Discover your Scottish Story
Visit local Scottish archives and learn more about the lives of your ancestors.
Visit archives across Scotland, view original documents and research your family history in a very special way. Imagine seeing your ancestor’s name in a school register, and then walking down the road to see the school itself! Many local archives have a wealth of information available to the family history researcher.
Always check the website of the archive before you visit, if you are unable to find information on their website, look up the archivist and contact them, or get in touch with us at firstname.lastname@example.org and we will help.
Scottish Ancestry Stories
Be inspired by other people's stories, and share you own: Your Scottish Ancestry Story.
Archives hold the exciting possibility of discovery for the family history or genealogical researcher, making links with your ancestors, and valuable context, allows you a glimpse into how your ancestors lived, what life was really like for people living in Scotland.
National records are a great place to start your research journey as they offer a resource of records relating to births, deaths and marriages across Scotland.

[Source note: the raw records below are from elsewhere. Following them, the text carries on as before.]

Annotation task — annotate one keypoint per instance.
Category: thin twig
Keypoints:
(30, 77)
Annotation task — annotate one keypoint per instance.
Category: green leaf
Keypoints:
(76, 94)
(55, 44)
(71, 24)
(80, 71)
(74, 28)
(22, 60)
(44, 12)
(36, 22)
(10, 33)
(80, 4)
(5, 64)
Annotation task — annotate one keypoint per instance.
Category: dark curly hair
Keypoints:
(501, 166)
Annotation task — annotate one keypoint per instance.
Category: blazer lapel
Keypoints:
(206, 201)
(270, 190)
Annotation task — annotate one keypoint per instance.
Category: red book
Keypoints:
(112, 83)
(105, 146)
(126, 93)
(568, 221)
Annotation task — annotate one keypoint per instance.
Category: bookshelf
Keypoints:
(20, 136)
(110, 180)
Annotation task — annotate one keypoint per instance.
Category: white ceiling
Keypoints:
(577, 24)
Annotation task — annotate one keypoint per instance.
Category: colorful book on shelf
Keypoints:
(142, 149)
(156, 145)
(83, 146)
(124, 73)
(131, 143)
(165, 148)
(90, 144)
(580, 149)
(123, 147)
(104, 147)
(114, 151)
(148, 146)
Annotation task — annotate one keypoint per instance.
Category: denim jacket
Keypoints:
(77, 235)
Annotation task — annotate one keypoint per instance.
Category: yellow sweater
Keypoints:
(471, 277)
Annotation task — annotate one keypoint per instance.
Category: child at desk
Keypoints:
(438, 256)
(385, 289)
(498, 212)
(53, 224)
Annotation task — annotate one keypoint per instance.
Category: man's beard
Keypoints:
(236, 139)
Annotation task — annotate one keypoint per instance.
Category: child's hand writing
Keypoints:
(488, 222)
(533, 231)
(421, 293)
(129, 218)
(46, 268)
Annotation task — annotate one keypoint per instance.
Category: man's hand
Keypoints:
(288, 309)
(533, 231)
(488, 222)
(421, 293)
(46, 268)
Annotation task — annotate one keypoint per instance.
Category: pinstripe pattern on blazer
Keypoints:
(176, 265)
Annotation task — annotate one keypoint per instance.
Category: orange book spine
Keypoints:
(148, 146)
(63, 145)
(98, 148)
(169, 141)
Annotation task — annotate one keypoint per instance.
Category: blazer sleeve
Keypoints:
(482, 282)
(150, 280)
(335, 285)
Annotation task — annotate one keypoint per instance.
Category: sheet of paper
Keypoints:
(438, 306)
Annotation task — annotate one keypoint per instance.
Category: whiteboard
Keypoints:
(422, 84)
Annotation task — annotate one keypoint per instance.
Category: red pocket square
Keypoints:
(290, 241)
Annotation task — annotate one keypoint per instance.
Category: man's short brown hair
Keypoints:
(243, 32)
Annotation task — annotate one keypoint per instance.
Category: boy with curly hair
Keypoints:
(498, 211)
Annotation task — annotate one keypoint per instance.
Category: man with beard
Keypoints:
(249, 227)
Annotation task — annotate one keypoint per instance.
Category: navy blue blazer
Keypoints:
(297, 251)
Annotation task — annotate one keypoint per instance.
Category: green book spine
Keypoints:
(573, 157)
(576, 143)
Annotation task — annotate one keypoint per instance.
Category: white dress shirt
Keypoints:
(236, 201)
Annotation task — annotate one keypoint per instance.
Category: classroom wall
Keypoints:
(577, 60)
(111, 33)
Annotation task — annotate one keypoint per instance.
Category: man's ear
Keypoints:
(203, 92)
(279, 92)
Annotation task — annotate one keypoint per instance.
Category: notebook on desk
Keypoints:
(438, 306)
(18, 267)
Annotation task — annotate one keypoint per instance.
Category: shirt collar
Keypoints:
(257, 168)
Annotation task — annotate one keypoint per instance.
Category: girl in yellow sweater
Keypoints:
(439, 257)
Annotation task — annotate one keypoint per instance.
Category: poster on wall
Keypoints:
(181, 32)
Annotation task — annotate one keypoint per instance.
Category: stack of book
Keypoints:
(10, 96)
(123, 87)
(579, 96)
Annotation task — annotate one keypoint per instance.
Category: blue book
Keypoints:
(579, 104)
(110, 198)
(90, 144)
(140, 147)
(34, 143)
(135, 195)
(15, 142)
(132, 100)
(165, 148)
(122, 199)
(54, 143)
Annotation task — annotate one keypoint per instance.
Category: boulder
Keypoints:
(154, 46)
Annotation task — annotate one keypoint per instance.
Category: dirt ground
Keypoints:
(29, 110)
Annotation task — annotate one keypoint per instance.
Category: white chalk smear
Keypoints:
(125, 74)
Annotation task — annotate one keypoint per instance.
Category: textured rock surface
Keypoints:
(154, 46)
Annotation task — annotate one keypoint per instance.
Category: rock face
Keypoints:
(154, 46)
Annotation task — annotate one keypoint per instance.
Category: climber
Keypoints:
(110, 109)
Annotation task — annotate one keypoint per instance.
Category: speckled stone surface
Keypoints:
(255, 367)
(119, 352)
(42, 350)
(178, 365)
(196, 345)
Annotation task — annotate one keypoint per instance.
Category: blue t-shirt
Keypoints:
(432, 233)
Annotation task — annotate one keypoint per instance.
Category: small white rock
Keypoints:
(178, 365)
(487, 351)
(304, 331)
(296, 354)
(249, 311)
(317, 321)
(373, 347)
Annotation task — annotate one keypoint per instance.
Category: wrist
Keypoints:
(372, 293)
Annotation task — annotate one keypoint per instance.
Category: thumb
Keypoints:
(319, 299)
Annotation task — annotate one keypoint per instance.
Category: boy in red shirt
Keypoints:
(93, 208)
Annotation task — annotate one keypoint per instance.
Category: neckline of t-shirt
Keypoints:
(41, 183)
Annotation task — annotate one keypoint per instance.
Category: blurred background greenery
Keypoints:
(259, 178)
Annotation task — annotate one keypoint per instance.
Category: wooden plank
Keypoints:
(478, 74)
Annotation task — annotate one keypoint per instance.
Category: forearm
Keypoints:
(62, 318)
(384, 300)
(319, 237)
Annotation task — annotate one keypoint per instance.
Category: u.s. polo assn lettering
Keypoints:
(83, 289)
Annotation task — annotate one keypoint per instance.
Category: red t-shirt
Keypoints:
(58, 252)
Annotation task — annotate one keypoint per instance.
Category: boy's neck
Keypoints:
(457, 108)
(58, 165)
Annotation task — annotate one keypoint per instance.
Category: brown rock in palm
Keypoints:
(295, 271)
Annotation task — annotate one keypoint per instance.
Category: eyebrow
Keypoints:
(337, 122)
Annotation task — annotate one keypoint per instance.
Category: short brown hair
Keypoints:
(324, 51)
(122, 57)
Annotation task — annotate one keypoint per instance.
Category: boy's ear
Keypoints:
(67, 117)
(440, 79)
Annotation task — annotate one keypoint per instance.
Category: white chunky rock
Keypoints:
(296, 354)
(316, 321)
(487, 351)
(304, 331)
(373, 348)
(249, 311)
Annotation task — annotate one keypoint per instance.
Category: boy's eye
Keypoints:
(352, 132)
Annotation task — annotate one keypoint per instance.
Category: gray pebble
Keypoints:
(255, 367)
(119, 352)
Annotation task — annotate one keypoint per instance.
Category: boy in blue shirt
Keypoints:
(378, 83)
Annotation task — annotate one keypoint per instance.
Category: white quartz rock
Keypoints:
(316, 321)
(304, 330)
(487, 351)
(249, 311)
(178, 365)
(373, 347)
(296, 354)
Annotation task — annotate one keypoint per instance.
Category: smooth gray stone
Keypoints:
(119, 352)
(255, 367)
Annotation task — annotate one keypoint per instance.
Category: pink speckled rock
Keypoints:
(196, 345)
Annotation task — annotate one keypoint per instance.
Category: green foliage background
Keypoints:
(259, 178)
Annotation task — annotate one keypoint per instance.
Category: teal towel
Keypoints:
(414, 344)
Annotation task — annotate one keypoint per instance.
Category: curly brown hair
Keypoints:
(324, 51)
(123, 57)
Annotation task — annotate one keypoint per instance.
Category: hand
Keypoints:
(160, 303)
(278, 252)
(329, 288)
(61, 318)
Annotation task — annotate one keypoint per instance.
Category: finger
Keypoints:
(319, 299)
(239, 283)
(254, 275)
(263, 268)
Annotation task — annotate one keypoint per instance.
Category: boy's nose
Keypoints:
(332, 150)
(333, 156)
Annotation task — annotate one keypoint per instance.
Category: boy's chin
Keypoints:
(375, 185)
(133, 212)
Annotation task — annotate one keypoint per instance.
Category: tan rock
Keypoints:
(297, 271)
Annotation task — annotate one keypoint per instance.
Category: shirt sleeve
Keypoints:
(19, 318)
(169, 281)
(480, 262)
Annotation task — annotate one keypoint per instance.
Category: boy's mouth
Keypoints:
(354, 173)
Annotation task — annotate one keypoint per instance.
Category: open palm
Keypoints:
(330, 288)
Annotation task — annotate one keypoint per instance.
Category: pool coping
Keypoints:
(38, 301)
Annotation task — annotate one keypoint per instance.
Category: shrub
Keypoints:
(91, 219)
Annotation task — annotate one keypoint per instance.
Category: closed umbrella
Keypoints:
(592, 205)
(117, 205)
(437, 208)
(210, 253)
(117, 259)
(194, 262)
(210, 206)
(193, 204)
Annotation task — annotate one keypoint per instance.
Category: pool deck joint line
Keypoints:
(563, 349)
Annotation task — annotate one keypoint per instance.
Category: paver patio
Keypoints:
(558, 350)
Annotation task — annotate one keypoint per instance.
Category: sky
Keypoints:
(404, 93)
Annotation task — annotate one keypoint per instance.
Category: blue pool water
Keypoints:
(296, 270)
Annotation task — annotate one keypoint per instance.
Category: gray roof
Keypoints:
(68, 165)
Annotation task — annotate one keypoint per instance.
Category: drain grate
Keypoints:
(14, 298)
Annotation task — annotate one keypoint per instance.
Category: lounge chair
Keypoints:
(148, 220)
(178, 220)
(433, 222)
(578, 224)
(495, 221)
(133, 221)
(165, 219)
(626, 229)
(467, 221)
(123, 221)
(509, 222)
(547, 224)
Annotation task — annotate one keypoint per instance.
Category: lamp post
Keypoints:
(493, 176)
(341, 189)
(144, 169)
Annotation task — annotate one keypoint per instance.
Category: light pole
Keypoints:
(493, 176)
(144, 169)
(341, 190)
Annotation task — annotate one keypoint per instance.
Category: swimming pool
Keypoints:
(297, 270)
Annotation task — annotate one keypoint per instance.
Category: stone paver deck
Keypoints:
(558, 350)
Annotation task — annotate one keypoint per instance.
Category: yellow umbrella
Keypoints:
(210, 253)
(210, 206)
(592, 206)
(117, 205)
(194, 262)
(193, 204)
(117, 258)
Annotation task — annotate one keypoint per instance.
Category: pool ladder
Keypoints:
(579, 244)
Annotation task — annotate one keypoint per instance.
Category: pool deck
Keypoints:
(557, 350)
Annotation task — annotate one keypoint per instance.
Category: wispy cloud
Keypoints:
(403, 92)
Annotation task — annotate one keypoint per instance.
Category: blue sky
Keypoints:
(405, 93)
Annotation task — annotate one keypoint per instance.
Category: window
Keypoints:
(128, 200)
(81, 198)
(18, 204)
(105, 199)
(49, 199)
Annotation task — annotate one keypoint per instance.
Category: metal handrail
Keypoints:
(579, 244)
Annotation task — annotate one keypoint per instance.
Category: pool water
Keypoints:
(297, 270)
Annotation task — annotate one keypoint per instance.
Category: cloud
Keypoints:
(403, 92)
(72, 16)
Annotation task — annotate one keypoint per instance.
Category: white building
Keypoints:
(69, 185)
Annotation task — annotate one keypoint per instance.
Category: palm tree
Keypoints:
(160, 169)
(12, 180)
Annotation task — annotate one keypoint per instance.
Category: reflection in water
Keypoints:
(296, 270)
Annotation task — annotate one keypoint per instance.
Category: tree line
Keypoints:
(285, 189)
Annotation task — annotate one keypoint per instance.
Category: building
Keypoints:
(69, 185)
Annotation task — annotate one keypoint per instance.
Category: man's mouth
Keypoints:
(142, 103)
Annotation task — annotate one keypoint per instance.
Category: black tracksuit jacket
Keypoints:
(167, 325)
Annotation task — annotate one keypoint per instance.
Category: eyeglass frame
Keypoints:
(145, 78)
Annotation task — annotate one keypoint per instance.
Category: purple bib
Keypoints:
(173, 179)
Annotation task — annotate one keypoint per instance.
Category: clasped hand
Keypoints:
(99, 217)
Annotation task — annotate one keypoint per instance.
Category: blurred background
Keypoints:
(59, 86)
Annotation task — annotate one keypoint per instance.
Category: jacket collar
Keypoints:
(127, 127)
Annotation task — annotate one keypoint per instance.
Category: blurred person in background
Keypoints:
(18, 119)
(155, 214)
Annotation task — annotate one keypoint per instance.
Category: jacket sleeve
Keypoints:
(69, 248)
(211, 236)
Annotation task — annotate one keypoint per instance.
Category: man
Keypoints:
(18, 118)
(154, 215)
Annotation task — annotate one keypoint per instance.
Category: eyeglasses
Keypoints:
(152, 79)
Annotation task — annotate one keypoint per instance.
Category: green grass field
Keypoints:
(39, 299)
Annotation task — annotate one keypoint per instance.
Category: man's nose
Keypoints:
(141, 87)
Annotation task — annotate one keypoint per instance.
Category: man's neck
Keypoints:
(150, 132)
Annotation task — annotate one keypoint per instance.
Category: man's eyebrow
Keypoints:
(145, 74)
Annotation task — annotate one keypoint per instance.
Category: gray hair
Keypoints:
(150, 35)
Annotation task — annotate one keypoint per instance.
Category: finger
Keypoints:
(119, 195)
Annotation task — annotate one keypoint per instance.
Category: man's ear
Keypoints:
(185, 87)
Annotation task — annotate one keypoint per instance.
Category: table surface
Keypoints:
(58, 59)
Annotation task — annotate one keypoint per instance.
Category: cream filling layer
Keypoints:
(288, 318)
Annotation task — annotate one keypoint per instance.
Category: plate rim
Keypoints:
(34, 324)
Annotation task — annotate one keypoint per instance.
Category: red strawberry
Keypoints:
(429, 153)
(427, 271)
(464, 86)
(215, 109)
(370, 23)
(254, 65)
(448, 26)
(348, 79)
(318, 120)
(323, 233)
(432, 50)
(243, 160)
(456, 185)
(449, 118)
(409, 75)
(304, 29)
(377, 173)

And local, University, and business archives are fantastic places to visit to discover more about the day-to-day life of your ancestors, the details of their existence and the context of the place in which they lived and worked.
Local archives are generally run by councils or trusts, and their holdings are varied and it’s important to check what they have before visiting. Some of the items that you may find include: council minutes, town planning and building warrants, records of local societies, clubs, organisations and businesses, merchants and trade, education and school records, hospitals, asylums, infirmaries, and the police. They may also have, or provide digital access or copies of, their local old Parish Registers, Census returns, valuation and electoral rolls and poor law records which are now held centrally by the National Records of Scotland.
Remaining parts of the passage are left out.